Were they willing to risk another difficult birth? It took nearly two years, including visits to a therapist and many soul-searching talks, to say yes. “To have an only child didn’t fit with who we were,” Stacey says. “We wanted Julian to have a play partner.”
Once again, they became pregnant quickly; this time, though, Stacey opted to find out the baby’s sex and told Dan with a pink frosting-filled cupcake and a matching Eagles onesie.
Because of COVID-19 restrictions, and a fear of once again carrying past her due date, they scheduled an induction for the Friday of Mother’s Day weekend. The waiting room at the Hospital of the University of Pennsylvania was empty; Stacey sat alone, masked, while Dan waited in the car until she was admitted to a room.
Compared to the long labor with Julian, Evalina arrived in a rush: a Pitocin drip, an epidural, and a one-hour ramp-up to full dilation and pushing. Just after the epidural, though, Stacey felt her anxiety spike, and it took a Zoom session with her doula to help her calm down.
It happened again just after the baby emerged, and once again at home — sensations of dread, shivering, and shortness of breath that Stacey later recognized as panic attacks. “It was the accumulation of all the residual trauma: the miscarriages, the birth experience with Julian,” she says.

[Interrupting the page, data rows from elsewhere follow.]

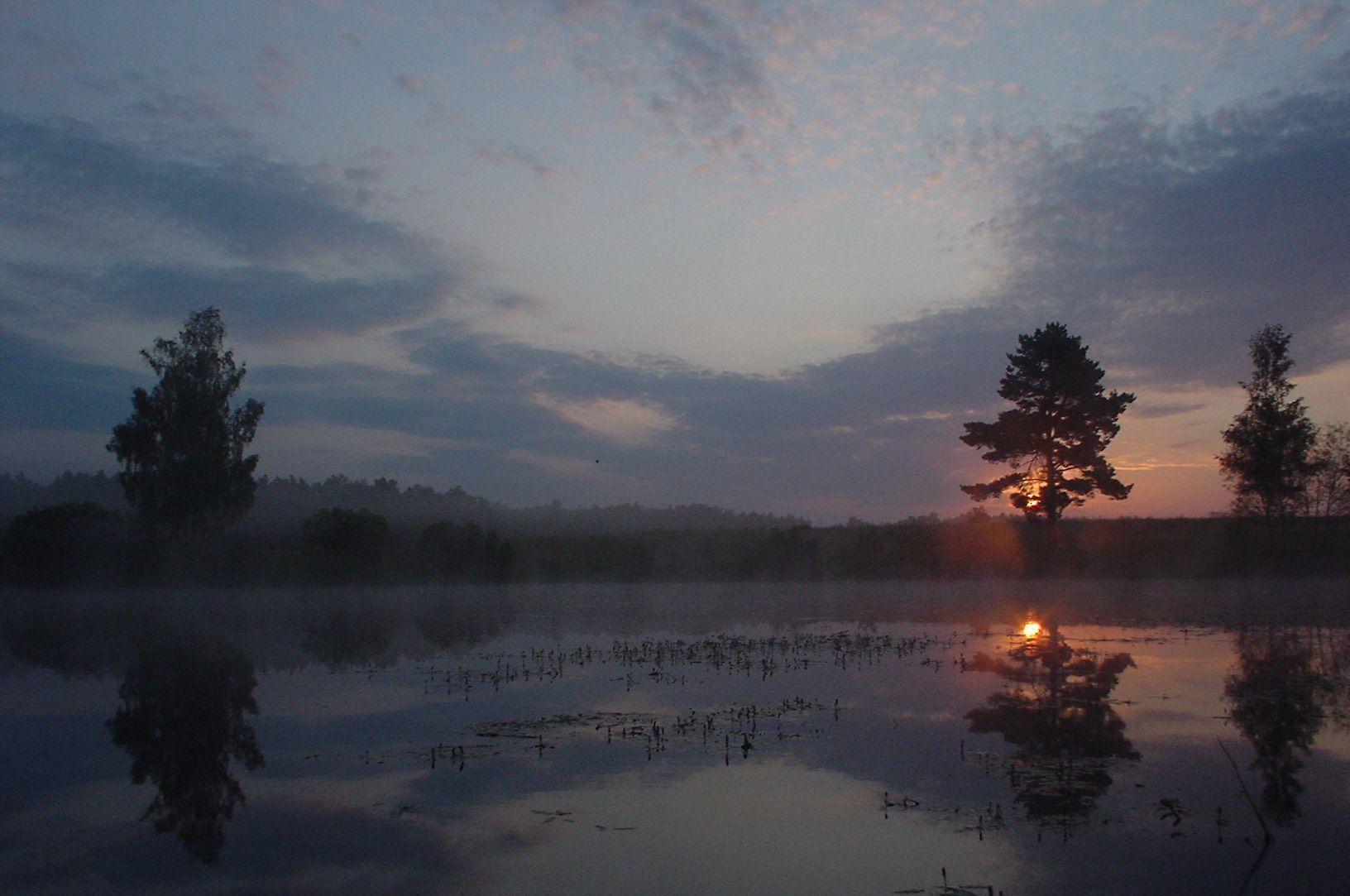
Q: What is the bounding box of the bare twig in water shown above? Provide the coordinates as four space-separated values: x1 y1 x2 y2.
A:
1215 738 1275 896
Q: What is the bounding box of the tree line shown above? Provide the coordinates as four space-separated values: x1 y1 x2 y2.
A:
961 323 1350 526
0 308 1350 583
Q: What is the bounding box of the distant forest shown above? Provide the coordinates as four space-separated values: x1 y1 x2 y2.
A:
0 472 1350 586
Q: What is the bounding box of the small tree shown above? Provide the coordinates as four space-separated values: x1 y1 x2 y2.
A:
108 308 263 536
961 323 1134 524
1219 325 1316 520
1301 424 1350 517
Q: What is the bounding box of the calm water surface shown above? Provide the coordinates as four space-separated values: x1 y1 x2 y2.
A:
0 583 1350 896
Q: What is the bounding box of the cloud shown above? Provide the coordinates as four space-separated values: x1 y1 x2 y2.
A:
395 74 424 96
0 115 475 340
474 146 563 181
989 88 1350 383
252 43 305 105
541 0 792 167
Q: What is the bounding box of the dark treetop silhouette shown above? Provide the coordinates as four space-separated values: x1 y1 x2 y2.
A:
961 323 1134 522
108 308 263 534
1219 327 1318 520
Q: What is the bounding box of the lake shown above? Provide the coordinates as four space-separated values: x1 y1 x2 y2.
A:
0 582 1350 896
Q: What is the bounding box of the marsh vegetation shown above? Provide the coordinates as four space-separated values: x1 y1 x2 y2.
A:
0 582 1350 894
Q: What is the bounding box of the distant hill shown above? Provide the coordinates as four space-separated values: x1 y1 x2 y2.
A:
0 472 807 536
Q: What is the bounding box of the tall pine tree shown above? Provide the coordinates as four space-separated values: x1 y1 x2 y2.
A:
961 323 1134 524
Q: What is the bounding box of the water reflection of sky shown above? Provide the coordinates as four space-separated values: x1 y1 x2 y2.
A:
0 585 1350 894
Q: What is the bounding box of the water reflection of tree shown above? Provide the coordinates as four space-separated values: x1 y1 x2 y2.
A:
108 635 263 864
965 626 1139 836
303 594 395 669
1223 629 1333 826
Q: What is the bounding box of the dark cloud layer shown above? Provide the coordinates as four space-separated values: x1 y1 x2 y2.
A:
0 63 1350 520
998 79 1350 385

She’s designed a line of jewelry to mark such life-altering moments: a rose-and-rosebud “baby loss necklace” and a “mantra ring,” with symbols including a heart, a hand, and a star, to remind its wearer of her inner strength.
Stacey’s internalized that message. “I’m stronger than I thought I was,” she says. And something else, even in the midst of a pandemic: “What parenthood has taught me is that a lot of happiness still comes along with this life.”